Hot; Taste: 6.2, Heat: 2.427

Confetti Peppers Jalapeno Pepper Ribbons Ingredients: Jalapeno peppers, Red Bell peppers, canola oil. Vinegar, garlic, salt, sugar, spices.
The Jalapeno Pepper Ribbons are probably the coolest of the bunch when it comes to aesthetics. Green ribbons of peppers with slight hints of Red Bell Peppers floating amongst a ton of pepper seeds. First off on the flavor profile is the pickled Jalapenos, which when tried alone, have picked up a hint of sweetness from the Bell Peppers. Then comes the canola oil to finish things off.
With my first bite the heat caught me off guard. It hits the front of the tongue right away and builds slightly. I actually found myself doing a slight air suck which is something a Jalapeno product usually doesn’t do to me.
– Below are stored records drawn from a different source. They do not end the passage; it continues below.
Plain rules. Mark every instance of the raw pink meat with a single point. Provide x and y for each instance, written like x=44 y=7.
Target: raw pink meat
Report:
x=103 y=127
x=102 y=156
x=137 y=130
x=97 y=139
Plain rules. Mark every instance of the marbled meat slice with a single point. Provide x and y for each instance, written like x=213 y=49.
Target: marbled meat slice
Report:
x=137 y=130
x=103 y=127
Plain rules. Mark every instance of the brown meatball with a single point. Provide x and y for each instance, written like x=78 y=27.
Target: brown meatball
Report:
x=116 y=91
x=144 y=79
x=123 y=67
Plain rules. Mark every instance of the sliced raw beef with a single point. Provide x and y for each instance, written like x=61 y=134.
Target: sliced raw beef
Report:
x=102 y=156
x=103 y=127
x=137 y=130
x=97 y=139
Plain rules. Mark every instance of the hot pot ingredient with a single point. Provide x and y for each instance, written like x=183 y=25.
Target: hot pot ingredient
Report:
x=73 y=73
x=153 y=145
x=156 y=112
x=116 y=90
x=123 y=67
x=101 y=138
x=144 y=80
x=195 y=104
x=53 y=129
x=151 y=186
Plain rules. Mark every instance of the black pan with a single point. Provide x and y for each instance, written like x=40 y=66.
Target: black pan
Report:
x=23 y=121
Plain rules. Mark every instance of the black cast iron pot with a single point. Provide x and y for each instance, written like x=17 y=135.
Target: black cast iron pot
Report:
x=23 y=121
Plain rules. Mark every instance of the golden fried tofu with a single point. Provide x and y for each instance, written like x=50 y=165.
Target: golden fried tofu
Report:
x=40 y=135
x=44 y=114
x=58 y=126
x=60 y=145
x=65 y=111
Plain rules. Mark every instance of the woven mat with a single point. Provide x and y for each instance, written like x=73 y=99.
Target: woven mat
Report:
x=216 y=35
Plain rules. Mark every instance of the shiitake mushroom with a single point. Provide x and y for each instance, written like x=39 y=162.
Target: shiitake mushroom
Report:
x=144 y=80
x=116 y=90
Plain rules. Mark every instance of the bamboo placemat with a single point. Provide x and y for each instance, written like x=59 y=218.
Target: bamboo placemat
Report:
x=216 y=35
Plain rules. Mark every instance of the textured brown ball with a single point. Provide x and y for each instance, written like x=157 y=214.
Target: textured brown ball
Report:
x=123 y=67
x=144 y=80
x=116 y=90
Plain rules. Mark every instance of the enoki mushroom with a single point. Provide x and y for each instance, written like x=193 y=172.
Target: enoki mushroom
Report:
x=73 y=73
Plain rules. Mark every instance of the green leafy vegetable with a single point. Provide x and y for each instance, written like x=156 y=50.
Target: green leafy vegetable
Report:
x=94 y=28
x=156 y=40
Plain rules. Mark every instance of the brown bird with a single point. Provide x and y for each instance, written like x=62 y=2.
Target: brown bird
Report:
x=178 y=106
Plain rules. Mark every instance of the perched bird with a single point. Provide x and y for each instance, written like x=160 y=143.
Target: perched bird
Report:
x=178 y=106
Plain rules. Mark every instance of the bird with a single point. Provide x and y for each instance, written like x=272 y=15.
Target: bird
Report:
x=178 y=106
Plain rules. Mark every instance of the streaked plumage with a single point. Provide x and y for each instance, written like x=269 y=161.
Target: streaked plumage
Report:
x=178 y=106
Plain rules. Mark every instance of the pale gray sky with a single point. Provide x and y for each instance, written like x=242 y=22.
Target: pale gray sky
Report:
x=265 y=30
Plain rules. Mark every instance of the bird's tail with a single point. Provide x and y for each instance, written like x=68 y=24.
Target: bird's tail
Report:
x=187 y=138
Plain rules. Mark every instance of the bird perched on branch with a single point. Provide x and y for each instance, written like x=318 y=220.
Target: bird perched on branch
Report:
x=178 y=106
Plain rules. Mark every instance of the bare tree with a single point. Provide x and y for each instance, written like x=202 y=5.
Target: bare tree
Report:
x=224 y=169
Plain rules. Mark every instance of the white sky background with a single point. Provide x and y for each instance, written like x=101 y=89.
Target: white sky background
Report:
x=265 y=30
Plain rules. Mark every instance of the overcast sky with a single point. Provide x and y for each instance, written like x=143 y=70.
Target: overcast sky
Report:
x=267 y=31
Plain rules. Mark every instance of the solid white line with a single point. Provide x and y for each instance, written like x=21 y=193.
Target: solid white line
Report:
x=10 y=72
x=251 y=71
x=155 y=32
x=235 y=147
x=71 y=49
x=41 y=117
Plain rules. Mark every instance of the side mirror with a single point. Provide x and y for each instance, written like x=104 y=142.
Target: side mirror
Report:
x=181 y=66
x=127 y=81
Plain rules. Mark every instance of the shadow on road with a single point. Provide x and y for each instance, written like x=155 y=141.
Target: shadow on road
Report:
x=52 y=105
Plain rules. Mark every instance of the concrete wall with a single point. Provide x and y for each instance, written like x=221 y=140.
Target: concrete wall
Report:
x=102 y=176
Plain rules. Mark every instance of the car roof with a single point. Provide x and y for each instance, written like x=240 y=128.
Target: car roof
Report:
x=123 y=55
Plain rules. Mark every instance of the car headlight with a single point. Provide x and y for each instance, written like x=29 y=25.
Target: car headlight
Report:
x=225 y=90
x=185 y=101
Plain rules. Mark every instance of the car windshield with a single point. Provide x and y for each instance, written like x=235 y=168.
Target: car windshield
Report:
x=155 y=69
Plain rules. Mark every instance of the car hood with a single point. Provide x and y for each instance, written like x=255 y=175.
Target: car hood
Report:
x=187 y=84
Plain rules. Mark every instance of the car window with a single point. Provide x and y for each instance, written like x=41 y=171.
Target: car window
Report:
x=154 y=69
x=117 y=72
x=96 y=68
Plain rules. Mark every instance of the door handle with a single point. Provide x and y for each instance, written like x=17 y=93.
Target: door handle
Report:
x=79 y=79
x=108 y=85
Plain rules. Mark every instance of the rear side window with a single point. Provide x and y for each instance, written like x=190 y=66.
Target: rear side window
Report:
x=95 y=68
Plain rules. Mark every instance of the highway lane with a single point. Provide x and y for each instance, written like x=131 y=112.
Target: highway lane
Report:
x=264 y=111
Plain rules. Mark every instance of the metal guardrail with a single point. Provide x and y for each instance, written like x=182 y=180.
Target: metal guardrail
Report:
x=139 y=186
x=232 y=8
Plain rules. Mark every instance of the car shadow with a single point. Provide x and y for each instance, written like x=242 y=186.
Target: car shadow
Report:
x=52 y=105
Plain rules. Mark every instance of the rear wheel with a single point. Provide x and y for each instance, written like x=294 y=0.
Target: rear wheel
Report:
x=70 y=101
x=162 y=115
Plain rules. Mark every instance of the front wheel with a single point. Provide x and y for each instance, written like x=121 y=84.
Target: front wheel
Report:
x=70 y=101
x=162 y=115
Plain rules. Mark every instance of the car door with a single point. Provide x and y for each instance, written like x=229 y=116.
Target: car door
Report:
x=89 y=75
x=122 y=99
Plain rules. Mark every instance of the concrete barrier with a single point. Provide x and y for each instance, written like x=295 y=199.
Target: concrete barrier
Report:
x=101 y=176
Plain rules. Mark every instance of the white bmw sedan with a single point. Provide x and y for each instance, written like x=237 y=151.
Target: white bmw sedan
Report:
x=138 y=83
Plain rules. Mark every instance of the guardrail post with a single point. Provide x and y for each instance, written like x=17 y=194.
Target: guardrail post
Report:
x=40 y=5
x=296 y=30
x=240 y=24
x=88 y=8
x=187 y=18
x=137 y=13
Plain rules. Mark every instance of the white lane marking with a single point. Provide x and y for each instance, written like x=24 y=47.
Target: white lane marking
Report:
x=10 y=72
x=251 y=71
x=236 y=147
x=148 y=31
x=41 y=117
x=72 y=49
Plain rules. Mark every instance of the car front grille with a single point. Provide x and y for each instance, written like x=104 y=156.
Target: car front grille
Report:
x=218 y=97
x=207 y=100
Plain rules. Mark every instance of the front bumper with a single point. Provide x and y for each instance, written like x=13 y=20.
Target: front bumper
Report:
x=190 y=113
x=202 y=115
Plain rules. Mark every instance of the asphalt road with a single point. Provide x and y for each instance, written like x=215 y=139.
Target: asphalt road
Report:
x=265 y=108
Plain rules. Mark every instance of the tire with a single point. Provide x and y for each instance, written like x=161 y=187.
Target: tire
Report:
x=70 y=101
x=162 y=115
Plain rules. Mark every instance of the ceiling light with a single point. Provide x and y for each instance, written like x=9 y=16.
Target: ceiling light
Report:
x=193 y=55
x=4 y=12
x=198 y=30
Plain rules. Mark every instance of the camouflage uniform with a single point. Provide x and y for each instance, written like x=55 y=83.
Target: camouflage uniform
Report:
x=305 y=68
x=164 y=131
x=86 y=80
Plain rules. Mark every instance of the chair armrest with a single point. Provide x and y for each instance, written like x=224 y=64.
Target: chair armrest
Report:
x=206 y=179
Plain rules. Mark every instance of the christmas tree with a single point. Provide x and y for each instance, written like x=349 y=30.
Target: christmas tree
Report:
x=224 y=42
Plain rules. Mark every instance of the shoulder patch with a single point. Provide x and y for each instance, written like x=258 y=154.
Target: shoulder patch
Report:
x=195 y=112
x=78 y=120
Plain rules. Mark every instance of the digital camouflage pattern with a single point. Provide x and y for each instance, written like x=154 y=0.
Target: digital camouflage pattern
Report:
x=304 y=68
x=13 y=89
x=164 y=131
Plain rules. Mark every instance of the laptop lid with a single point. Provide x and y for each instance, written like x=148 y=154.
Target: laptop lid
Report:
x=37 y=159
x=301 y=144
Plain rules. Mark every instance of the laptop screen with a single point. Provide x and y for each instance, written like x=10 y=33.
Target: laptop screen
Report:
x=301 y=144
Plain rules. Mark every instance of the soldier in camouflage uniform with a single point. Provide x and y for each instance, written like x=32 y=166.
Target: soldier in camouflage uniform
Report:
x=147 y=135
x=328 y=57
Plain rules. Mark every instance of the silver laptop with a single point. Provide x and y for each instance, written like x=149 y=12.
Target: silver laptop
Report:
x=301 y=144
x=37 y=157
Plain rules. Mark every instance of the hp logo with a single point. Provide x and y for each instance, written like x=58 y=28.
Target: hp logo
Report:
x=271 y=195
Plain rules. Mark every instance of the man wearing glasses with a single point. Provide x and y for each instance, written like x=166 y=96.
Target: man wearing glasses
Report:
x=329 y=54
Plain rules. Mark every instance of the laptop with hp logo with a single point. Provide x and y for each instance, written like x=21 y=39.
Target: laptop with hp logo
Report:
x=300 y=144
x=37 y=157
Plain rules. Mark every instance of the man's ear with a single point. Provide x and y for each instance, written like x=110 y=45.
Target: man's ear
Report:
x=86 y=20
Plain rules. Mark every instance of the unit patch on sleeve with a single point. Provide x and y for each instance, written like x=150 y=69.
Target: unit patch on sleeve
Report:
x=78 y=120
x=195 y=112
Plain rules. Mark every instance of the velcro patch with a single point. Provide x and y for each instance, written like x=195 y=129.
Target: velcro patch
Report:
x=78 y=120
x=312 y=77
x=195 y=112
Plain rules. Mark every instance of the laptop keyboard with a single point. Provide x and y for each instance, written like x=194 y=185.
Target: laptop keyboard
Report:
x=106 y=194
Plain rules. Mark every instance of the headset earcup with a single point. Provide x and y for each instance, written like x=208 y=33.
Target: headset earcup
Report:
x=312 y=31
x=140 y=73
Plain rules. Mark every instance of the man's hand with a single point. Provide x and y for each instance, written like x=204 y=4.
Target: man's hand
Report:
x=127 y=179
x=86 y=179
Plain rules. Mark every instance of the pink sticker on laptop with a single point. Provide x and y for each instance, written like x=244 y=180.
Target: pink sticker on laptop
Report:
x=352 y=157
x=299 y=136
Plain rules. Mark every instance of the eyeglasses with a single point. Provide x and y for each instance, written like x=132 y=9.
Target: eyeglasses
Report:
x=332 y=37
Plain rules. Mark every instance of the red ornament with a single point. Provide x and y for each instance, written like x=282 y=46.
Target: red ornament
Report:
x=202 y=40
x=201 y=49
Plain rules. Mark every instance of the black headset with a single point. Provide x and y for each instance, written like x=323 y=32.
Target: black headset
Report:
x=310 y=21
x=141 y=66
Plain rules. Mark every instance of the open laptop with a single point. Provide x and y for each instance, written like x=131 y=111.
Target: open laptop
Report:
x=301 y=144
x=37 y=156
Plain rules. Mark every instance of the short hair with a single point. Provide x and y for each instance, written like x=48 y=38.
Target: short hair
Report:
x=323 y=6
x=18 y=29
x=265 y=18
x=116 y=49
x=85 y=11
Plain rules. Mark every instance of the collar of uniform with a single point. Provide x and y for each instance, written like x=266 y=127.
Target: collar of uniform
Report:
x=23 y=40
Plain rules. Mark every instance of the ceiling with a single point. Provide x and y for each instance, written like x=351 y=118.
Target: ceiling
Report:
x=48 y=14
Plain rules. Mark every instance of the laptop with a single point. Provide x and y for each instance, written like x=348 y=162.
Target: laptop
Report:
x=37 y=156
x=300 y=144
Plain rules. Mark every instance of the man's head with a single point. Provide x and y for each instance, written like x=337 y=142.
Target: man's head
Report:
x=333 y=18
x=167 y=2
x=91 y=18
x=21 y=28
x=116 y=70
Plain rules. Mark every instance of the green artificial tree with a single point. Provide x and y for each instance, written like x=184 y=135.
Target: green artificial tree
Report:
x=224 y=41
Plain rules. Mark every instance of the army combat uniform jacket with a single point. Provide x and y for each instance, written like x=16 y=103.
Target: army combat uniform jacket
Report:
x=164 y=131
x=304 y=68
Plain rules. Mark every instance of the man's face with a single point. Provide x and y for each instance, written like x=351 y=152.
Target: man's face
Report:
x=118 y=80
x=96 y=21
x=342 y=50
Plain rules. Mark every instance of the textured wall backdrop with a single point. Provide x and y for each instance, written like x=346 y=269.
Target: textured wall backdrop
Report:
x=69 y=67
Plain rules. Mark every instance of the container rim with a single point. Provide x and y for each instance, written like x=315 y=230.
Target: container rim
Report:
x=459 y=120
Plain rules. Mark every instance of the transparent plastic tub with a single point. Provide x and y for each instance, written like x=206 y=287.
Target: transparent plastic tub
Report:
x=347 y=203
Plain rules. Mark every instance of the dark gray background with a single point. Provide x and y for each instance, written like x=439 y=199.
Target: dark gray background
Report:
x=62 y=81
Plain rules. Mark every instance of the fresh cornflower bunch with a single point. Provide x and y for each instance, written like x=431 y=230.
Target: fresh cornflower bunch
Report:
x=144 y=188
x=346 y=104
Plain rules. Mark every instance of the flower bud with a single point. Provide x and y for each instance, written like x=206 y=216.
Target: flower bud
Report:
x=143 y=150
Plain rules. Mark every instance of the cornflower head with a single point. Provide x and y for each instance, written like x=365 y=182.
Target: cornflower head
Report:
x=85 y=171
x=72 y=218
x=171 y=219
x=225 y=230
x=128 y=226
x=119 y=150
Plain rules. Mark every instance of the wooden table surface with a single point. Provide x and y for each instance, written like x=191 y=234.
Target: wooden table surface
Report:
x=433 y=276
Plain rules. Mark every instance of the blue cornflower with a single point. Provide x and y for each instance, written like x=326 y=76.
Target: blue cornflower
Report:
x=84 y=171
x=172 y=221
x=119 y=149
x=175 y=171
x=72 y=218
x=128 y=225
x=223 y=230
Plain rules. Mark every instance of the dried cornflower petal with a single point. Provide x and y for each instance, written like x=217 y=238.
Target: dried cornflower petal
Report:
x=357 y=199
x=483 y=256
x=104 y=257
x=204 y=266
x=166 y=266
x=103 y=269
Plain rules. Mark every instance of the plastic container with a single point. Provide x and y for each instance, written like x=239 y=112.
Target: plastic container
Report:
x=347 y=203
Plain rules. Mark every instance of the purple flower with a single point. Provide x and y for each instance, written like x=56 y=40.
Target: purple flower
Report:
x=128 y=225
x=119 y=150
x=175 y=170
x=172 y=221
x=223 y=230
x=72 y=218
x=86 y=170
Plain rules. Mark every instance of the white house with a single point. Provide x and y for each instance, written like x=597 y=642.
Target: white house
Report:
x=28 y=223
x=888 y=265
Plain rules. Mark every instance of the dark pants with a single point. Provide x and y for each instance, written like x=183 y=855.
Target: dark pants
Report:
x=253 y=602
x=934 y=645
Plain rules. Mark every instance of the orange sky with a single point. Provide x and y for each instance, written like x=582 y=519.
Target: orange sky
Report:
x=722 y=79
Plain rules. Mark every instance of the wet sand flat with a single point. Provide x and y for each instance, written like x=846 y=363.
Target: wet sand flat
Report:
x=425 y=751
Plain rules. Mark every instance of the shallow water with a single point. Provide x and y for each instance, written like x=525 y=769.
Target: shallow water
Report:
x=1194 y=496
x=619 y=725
Very nicely done!
Jalapeno; Taste: 7, Heat: 4.8

Confetti Peppers Mexican Pepper Ribbons Ingredients: Banana peppers, Red Bell peppers, canola oil. Vinegar, garlic, salt, sugar, spices.
Last up on the tasting caravan is the Mexican Pepper Ribbons. This one has a very distinctive yellow hue to it which brings back memories of sun bleached murals in many of my favorite Mexican restaurants back out in Los Angeles.
Despite this having the same ingredients list as the other ones, it does have a different flavor profile. The flavor of the Banana peppers are much more prominent here (read: less pickelish and more pepperish) and the garlic has a small presence as well. Then comes the slight sweetness and crunch of the Bell Peppers. There is a hint of vinegar and salt on the very back end which is then covered up by the canola oil. This is really a winner here!
The heat is there but boy does it take it’s sweet time making it’s presence. It starts out as a slight tingle then 2 minutes later it’s lightly dancing on my tongue. Not a medium heat, but enough to know that this product has a little bite to it.
Mexican; Taste: 7.5, Heat: 3.2
All in all, these are some very consistent products. While I wasn’t quite a fan of the slick aftertaste that the canola oil leaves you with, I am a fan of the non-vinegar taste of the pickled peppers. I would have liked to see a larger presence of spices as these products seem to be very pepper driven. My favorite thing to do with these was putting them on some warm bagels that had a nice coating of cream cheese already in place (the oil presence dies down at that point really well).